# This file runs and tests the Random Forest pkl model

In [79]:
import pandas as pd
import numpy as np
import joblib
import gensim
from nltk.tokenize import word_tokenize
import string
from sklearn.metrics import classification_report
import dataframe_image as dfi

from IPython.core.interactiveshell import InteractiveShell 
InteractiveShell.ast_node_interactivity = "all"
import warnings
warnings.filterwarnings('ignore')

mod = joblib.load('../Data/best_model.pkl')
w2v_mod = joblib.load('../Data/w2v_model.pkl')
data = pd.read_csv('../Data/2.5k_reviews.csv')
stopwords = list(pd.read_csv("../Data/stop_words.csv")["words"]) 

## 1.) Get initial impression with one sample

In [48]:
test_case = data.sample(1)

# Basically what we did in 02_featureEngineering.ipynb as we need to prepare the vector space features again
def preprocess(text):
    text = text.lower() # Convert to lowercase
    text = ''.join([word for word in text if word not in string.punctuation]) # Remove punctuation
    tokens = word_tokenize(text) # Splits string into a list of words (tokenizing)
    tokens = [word for word in tokens if word not in stopwords] # Remove stopwords (common words in English)
    return ' '.join(tokens) # Return full string

X = test_case.review.apply(preprocess) # Apply for all reviews

def vectorize(sentence):
    words = sentence.split() # Split sentence into list of words
    words_vecs = [w2v_mod.wv[word] for word in words if word in w2v_mod.wv] # Return word vectors 
    if len(words_vecs) == 0: 
        return np.zeros(100) # Vector space set to 100 Dimensions
    words_vecs = np.array(words_vecs)
    return words_vecs.mean(axis=0) # Return mean for each Dimension
w = np.array([vectorize(sentence) for sentence in X]) # Vectorize each review

new_X = w
new_y = test_case.sentiment.values

y_new_pred_rf = mod.predict(new_X) # Ready to predict on sample test case
if y_new_pred_rf == new_y:
    print("Classified "+("positive" if y_new_pred_rf is 1 else "negative")+" case correctly!\n")
    print(test_case.review.values[0])
else:
    print("Fail: classified "+("positive" if y_new_pred_rf is 1 else "negative")+" case wrong\n")
    print(test_case.review.values[0])

Fail: classified negative case wrong

Sorry to say that I cannot give this place more stars, but I have dined there many times and typically have been quite pleased.

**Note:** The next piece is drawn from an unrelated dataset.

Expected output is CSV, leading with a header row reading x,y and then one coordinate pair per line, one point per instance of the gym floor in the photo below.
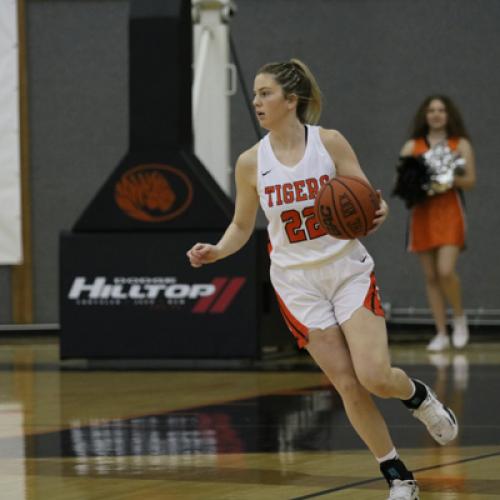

This last time was definitely a disappointment, as my chicken with pesto sauce was almost tasteless and the chicken had apparently no seasoning whatsoever; I've had better packaged frozen food!Perhaps the chef(?) was preoccupied with the large(20+) party in the adjoining room.....a poor excuse at best.....


In [49]:
print("Predicted: "+str(y_new_pred_rf)) # negative
print("Actual: "+str(new_y)) # positive ??

Predicted: [0]
Actual: [1]


## 2.) Get average values for final RF model

In [75]:
# Testing model on random sample from dataset

def predictNonLinear(model, N=100):
    test_case = data.sample(N)
    
    # Basically what we did in 02_featureEngineering.ipynb as we need to prepare the vector space features again
    def preprocess(text):
        text = text.lower() # Convert to lowercase
        text = ''.join([word for word in text if word not in string.punctuation]) # Remove punctuation
        tokens = word_tokenize(text) # Splits string into a list of words (tokenizing)
        tokens = [word for word in tokens if word not in stopwords] # Remove stopwords (common words in English)
        return ' '.join(tokens) # Return full string
    
    X = test_case.review.apply(preprocess) # Apply for all reviews
    
    def vectorize(sentence):
        words = sentence.split() # Split sentence into list of words
        words_vecs = [w2v_mod.wv[word] for word in words if word in w2v_mod.wv] # Return word vectors 
        if len(words_vecs) == 0: 
            return np.zeros(100) # Vector space set to 100 Dimensions
        words_vecs = np.array(words_vecs)
        return words_vecs.mean(axis=0) # Return mean for each Dimension
    w = np.array([vectorize(sentence) for sentence in X]) # Vectorize each review
    
    new_X = w
    new_y = test_case.sentiment.values
    
    y_new_pred_rf = mod.predict(new_X) # Predict samples
    y_pred_report = classification_report(new_y,y_new_pred_rf, output_dict=True) # Output report as dictionary
    
    return (y_pred_report["0"]["precision"],y_pred_report["0"]["recall"],
            y_pred_report["1"]["precision"],y_pred_report["1"]["recall"])

In [76]:
# Get average values
nums = 20
avg_p0 = 0
avg_r0 = 0
avg_p1 = 0
avg_r1 = 0
for i in range(nums):
    p0,r0,p1,r1 = predictNonLinear(mod, 150)
    avg_p0 += p0
    avg_r0 += r0
    avg_p1 += p1
    avg_r1 += r1

avg_p0 = avg_p0/nums
avg_r0 = avg_r0/nums
avg_p1 = avg_p1/nums
avg_r1 = avg_r1/nums
print("Average Precision (0): "+str(avg_p0)+"; Average Recall (0): "+str(avg_r0))
print("Average Precision (1): "+str(avg_p1)+"; Average Recall (1): "+str(avg_r1))

Average Precision (0): 0.600794665982024; Average Recall (0): 0.9828618861266122
Average Precision (1): 0.9905027534696815; Average Recall (1): 0.7423732223061903


In [80]:
# Save table of results
index = ["RF - Final Model"]
columns =  ["Precision - 0","Recall - 0","Precision - 1","Recall - 1"]
result = pd.DataFrame([[avg_p0,avg_r0,avg_p1,avg_r1]], index, columns)
dfi.export(result.T.style,'../Results/05_finalAverageScores.png')